Ibiza und Israel, Mallorca, Mexiko und die Malediven, Antalya oder Ägypten - was unsere Urlaubsziele betrifft, so scheint die einzige Grenze die Stratosphäre zu sein, die uns hindert, die Ferien im Weltall zu verbringen.

Der Apollo-Tempel in Side bei Antalya (Foto: Foto: dpa)

Doch hier unten auf Erden ist kein Fleck zu weit, zu klein oder zu überlaufen, als dass nicht Touristen dorthin aufbrächen. So unterschiedlich wie Klima, Geographie und Gewohnheiten der Einheimischen, so verschieden ist auch die Herkunft der Namen der Länder und Städte - von schlicht bis prächtig und geheimnisvoll.

Am eher banalen Ende liegt Mallorca. Insula maior nannten die Römer die "größere Insel" der Balearen, im Gegensatz zur kleineren insula minor, aus der Menorca wurde. Eine rein geographische Beschreibung verbirgt sich auch hinter den Bahamas: Baja mar sind auf spanisch seichte Gewässer - und die gibt es rings um diese Inselgruppe. Ibiza wiederum ist phönizischer Herkunft: Die Seeleute aus der Levante beschrieben die Insel schlicht und zutreffend als ibshim - Pinieninsel.

Andere Orte wiederum tragen die Namen realer Personen, wobei der Preis für die kühnste Wortschöpfung fraglos Saudi-Arabien zusteht. Staatsgründer Ibn Saud klebte selbstbewusst seinen Familiennamen an die Halbinsel Arabien.

Nimmt man diese Methode zum Vorbild, so müsste England Windsorland heißen, und Österreich Habsburgistan. Heute kaum mehr nachvollziehbar ist, weshalb das tropische Inselparadies der Seychellen nach Jean Moreau de Séchelles benannt wurde.

Der Herr war Finanzminister des französischen Königs Ludwig XV., und als solcher hatte er wohl etwas damit zu tun, dass die Inselgruppe 1756 der Französischen Ostindien-Kompanie zugesprochen wurde.

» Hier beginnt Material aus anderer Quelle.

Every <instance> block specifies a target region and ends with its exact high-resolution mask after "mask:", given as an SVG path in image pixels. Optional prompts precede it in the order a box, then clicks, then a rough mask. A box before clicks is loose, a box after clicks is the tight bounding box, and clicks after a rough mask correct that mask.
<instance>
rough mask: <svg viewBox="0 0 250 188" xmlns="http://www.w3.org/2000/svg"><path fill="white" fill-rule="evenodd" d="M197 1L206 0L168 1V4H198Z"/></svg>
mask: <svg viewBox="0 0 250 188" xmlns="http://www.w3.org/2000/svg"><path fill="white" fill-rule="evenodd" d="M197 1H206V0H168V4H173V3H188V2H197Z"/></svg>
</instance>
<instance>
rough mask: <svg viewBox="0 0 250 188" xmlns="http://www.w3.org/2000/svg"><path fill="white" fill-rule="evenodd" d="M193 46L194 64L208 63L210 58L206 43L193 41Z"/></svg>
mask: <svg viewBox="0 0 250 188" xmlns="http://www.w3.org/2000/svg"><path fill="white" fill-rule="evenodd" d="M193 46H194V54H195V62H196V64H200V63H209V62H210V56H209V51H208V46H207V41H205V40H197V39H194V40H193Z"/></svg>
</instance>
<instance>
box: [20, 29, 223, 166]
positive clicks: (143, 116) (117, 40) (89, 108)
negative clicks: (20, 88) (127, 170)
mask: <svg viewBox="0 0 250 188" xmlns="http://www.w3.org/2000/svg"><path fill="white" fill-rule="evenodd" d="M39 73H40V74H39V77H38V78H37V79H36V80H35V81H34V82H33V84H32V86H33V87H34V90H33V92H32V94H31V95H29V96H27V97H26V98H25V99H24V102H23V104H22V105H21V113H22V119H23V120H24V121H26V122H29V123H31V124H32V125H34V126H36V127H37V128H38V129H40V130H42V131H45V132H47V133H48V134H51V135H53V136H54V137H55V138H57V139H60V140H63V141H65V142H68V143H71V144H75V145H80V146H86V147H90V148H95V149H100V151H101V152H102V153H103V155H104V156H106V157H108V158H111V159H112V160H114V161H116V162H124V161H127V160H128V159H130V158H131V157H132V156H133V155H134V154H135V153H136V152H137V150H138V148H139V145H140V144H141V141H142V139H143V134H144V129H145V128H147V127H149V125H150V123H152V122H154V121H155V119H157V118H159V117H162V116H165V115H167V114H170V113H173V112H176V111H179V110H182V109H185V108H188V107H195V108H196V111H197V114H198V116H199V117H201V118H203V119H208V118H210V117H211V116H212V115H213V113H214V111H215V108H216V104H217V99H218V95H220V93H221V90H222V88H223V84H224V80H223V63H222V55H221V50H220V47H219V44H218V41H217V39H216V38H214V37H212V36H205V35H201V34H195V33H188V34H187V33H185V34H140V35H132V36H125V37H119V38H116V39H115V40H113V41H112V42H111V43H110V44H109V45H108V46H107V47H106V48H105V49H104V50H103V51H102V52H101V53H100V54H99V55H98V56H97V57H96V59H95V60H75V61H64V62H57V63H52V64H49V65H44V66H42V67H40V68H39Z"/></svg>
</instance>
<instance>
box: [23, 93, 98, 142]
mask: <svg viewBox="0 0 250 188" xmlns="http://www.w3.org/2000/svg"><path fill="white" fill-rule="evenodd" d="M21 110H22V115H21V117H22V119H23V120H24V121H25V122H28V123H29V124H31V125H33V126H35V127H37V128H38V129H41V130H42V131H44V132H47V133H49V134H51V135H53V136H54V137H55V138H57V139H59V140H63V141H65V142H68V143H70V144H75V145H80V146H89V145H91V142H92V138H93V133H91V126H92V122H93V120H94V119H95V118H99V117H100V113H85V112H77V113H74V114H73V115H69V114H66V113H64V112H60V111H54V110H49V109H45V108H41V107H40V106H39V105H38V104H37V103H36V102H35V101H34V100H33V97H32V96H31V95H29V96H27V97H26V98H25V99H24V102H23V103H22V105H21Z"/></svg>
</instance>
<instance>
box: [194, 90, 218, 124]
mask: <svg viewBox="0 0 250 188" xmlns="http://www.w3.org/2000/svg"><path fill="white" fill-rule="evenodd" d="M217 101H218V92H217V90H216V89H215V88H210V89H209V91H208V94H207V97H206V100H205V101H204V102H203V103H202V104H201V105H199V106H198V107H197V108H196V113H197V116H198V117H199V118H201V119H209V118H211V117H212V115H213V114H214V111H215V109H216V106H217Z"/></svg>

Weniger honorig war der spanische Kapitän Juan de Bermúdez, der - ganz richtig - im Jahre 1503 als erster Europäer den Mini-Archipel Bermuda sichtete.

Eine Siedlung nach einem Menschen zu benennen, ist so alt wie die Menschheit. Bevor Stalin von Stalingrad über Stalino bis Stalinabad überall in der Sowjetunion und im gesamten Ostblock (Stalinstadt = Eisenhüttenstadt) seine Spuren hinterließ, war es Alexander der Große, der derart geehrt wurde. Doch anders als bei dem roten Tyrannen haben die Namen der Alexander-Städte - sei es Alexandria in Ägypten oder Iskenderun (Alexandretta) in der Türkei - Jahrhunderte überdauert.

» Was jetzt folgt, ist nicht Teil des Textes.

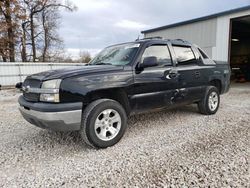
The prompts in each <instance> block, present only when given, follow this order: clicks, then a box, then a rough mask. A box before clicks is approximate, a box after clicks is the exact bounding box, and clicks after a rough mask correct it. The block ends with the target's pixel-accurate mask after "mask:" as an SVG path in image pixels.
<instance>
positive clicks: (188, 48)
mask: <svg viewBox="0 0 250 188" xmlns="http://www.w3.org/2000/svg"><path fill="white" fill-rule="evenodd" d="M173 49H174V52H175V55H176V58H177V61H178V64H179V65H186V64H192V63H196V62H195V60H196V58H195V55H194V52H193V50H192V49H191V47H186V46H173Z"/></svg>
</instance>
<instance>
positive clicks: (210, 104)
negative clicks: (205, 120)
mask: <svg viewBox="0 0 250 188" xmlns="http://www.w3.org/2000/svg"><path fill="white" fill-rule="evenodd" d="M219 105H220V94H219V91H218V89H217V88H216V87H214V86H209V87H207V89H206V93H205V96H204V98H203V99H202V100H201V101H200V102H199V103H198V108H199V111H200V113H202V114H205V115H211V114H215V113H216V112H217V111H218V108H219Z"/></svg>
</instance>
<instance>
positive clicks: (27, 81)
mask: <svg viewBox="0 0 250 188" xmlns="http://www.w3.org/2000/svg"><path fill="white" fill-rule="evenodd" d="M23 86H24V87H27V86H29V87H31V88H40V87H41V81H40V80H36V79H26V80H25V81H24V83H23ZM23 96H24V98H25V99H26V100H27V101H30V102H38V101H39V97H40V95H39V94H37V93H26V92H25V91H24V92H23Z"/></svg>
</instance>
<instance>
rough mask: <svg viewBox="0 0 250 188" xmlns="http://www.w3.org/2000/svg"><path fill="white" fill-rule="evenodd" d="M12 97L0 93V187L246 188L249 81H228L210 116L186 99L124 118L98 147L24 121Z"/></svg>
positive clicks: (2, 93) (246, 184) (19, 94)
mask: <svg viewBox="0 0 250 188" xmlns="http://www.w3.org/2000/svg"><path fill="white" fill-rule="evenodd" d="M19 95H20V94H18V93H17V92H15V91H14V90H8V91H0V187H47V186H51V187H58V186H62V187H72V186H73V187H170V186H172V187H208V186H211V187H250V164H249V163H250V85H249V84H238V85H233V86H232V88H231V90H230V92H229V93H227V94H225V95H222V96H221V105H220V109H219V111H218V112H217V114H215V115H212V116H204V115H201V114H199V113H198V111H197V108H196V106H195V105H191V106H185V107H182V108H179V109H174V110H168V111H163V112H155V113H150V114H144V115H138V116H134V117H131V118H130V119H129V126H128V130H127V132H126V134H125V135H124V137H123V139H122V140H121V141H120V142H119V143H118V144H116V145H115V146H113V147H110V148H107V149H102V150H95V149H92V148H89V147H88V146H86V145H85V144H84V143H83V141H82V140H81V139H80V137H79V135H78V134H77V133H55V132H51V131H48V130H43V129H40V128H37V127H35V126H33V125H31V124H29V123H27V122H26V121H25V120H24V119H23V118H22V117H21V115H20V113H19V111H18V103H17V98H18V96H19Z"/></svg>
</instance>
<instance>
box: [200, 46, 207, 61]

Ein antiker Herrscher kleineren Kalibers war König Attalos II. von Pergamon. Er befahl seinen Untertanen, ihm "den Himmel auf Erden" zu finden und dort eine Stadt zu bauen. Das Resultat war Attaleia - das heutige Antalya.

Eine Bezeichnung wie "Himmel auf Erden" lässt das Herz türkischer Fremdenverkehrsverantwortlicher höher schlagen. Ähnlich blumig erklärt sich der Name der Malediven. Nimmt man das Sanskrit-Wort maladvipa zur Grundlage, dann wäre es eine "Girlande von Inseln".

Mischt man, wie es einige Sprachforscher tun, das Tamilische malai = Berg mit diva, Sanskrit für Insel, erhält man bergige Inseln. Und auch eine arabische Etymologie ist denkbar: Der Sultan hatte seinen Palast - arabisch mahal - auf der Hauptinsel Male. Dhibat al-mahal war somit die Palastinsel.

Den Kanarischen Inseln hingegen ging ihr verführerischer Name verloren: Fortunae Insulae, die Glückseligen Inseln, nannte sie der römische Autor Plinius. Später verbanden die Römer sie mit dem massigen Mastiff, der dort gezüchtet wurde. Canis, der Hund, stand Pate, und keine Kanarienvögel.

Tiere gaben übrigens auch großen Ländern ihren Namen. Spanien etwa geht auf das phönizische i-sepanim zurück: Die Insel der Schliefer. Dies ist eine Art von Murmeltier, das die Phönizier von zu Hause kannten und mit den Hasen verwechselten, die ihnen an der iberischen Küste entgegenhoppelten.

Und Italien entstand vermutlich aus viteliu. Damit bezeichneten die Osker, die vor den Römern im Süden der Halbinsel lebten, einen jungen Bullen. Als vitello - fein geschnittenes Kalbfleisch - ist er wenigstens noch auf italienischen Speisekarten erhalten.

Undurchsichtig wird es, wenn man Ägypten auf den Grund gehen will. In direkter Linie steht das griechische Aígyptos, das der griechische Geograph Strabo so zutreffend wie langweilig mit Aigaiou hyptios - unterhalb der Ägäis - bezeichnete. Stolze Ägypter freilich bevorzugen die Etymologie vom altägyptischen Namen der Pharaonen-Hauptstadt Memphis: hawit ku pitan, der Tempel des Gottes Ptah.

Die größte Auswahl an Deutungsvarianten indes hat Mexiko. Je nachdem, welcher Quelle man glaubt, kann mexxica von dem Nahuatl-Wort für Sonne, Agave oder Mond abgeleitet werden. Als am wahrscheinlichsten gilt metztli = Mond und xictli = Nabel. Der Platz im Nabel des Mondes beschreibt die Stadt im Zentrum des Texcoco-Sees, in dem Mexiko-Stadt gegründet wurde. Und in diesem See spiegelte sich der Mond.

Die Deutung ist allemal romantischer als die Herkunft des Namens der mexikanischen Halbinsel Yucatán: Als spanische Konquistadoren die Einheimischen nach dem Weg fragten, erhielten sie - so die Legende - die Antwort in der Landessprache: Yuc Atan. Zu deutsch: Ich bin nicht von hier.